When a well-functioning system, such as an animal or an ecosystem, confronts a problem, it has the capacity to heal and return to its original state but also to adapt to changing circumstances. This means they have a capacity for self-organization, which means an ability to change one’s behavior and structure.
Successful systems have an ability to create hierarchies, subsystems and metasystems, which are assigned with specific tasks. A city’s organization is usually divided into specific departments, so that the whole organization isn’t held responsible if the streets aren’t cleaned on time. The human body assigns the task of circulation to a specific organ called the heart.
Systems have a tendency to repeat certain problem behaviors when their goals aren’t met or when their communication systems, reward systems or feedback loops fail. Meadows identifies numerous system traps, which all have their own prescribed cures. Policy resistance, tragedy of the commons, drift to low performance, escalation, competitive exclusion, addiction, rule beating and seeking the wrong goal are all names for problem behaviors regularly identified in various human systems.
When we examine systems carefully, we learn how the systems themselves create their own behavior. All of a sudden, a bad outcome doesn’t have an easily defined cause or a scapegoat any more. The blame lies “in the system.” The fact that systems behave in surprising ways is partly due to our tendency to think linearly, through stories. Linear thinking is unhelpful in trying to understand systems, which are non-linear in nature. If you try to accurately describe what happens in a car’s engine when you step on the gas, you’ll notice that you are forced to put events that happen simultaneously into a sequence of events. This is why systems thinking prefers to use maps and charts instead of words to express the underlying structure of the systems it studies.
In her book, Meadows goes into great detail in describing how systems can be changed and which changes yield the biggest results. In changing a system changing its parts doesn’t usually have a big effect. Even if you swapped every football player on the field, the game would still be football. This is also obvious in politics. We change our politicians regularly, but the game stays the same.
By changing the connections or feedback loops between the parts, we can change the behavior of the parts quite significantly. Changing the rules of football to those of basketball would yield a dramatic change.
One of the biggest changes we can make to a system is to change its purpose. Knowing the system’s purpose will guide us in how the connections should be drawn. This is why having a clear purpose is so important to any functioning system.
In our case, the purpose of the system we intend to build is to maximize human well-being for everybody in perpetuity within the carrying capacity of Earth. Since we have articulated a new purpose, but most of the parts that make up the system remain exactly the same, the main thing we can change to achieve our desired outcome is the connections between the pre-existing parts.

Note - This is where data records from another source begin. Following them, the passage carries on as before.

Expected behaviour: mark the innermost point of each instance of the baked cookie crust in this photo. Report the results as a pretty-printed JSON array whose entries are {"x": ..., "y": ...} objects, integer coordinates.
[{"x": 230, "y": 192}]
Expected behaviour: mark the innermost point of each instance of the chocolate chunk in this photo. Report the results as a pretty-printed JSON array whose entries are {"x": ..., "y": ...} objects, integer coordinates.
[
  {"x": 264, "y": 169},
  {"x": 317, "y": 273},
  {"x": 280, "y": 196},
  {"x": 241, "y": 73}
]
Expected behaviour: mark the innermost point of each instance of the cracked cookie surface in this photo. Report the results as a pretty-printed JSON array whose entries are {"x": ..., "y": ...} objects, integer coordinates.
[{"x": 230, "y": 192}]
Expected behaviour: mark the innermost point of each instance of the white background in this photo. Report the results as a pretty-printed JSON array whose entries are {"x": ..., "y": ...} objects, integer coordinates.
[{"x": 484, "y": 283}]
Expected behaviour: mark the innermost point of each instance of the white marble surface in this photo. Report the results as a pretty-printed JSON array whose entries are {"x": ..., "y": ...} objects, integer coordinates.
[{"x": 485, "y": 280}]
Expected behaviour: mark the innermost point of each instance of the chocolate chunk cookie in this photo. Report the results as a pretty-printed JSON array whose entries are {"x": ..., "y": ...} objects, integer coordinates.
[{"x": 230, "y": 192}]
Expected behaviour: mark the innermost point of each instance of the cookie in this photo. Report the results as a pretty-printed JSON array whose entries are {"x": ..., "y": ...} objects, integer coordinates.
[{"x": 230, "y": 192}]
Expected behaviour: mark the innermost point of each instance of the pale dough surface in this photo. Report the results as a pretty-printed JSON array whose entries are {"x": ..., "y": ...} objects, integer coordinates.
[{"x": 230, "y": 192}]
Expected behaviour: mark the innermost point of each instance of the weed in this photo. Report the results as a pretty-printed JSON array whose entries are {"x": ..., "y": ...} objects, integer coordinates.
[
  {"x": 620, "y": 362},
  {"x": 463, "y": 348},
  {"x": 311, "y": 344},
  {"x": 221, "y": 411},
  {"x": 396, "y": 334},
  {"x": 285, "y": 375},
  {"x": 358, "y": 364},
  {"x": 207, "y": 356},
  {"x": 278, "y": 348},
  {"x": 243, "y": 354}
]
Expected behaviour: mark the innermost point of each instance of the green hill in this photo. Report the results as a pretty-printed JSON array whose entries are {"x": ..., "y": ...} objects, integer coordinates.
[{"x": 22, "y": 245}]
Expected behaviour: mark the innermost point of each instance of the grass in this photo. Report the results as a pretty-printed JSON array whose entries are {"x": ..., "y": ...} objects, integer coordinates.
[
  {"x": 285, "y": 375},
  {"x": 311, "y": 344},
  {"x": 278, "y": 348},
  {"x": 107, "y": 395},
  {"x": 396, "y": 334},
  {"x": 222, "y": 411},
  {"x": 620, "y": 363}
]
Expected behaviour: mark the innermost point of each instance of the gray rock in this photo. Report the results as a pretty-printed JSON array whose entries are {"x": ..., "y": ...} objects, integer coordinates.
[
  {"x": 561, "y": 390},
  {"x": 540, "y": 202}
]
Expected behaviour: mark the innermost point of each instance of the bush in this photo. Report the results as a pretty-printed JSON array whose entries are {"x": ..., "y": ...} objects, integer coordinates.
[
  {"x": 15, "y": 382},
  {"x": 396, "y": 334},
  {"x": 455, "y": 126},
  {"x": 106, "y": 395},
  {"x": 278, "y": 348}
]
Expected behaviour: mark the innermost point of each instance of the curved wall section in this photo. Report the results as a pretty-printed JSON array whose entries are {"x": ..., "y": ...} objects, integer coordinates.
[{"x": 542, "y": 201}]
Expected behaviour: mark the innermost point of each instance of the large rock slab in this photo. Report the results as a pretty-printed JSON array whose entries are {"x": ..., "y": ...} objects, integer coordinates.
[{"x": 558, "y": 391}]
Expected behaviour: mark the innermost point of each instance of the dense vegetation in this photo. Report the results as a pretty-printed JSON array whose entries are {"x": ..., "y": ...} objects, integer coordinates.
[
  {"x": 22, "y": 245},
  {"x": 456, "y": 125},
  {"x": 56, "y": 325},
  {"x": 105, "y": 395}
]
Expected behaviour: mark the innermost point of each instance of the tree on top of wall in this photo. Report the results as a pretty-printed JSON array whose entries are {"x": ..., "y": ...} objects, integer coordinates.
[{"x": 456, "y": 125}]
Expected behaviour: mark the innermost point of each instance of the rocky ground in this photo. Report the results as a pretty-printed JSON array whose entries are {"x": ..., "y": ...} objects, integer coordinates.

This can be done by changing our laws and financial incentives and the way we communicate and cooperate. But we also need to build whole new institutions, new parts that replace the institutions that have become obsolete. In the next chapter we’ll immerse ourselves into a discipline called mechanism design, which is solely dedicated to solving three-sided equations. By knowing the starting point (parts) and the end point (purpose), mechanism design strives to create such a mechanism (connections) that produces the predetermined outcome and solves the three-sided equation.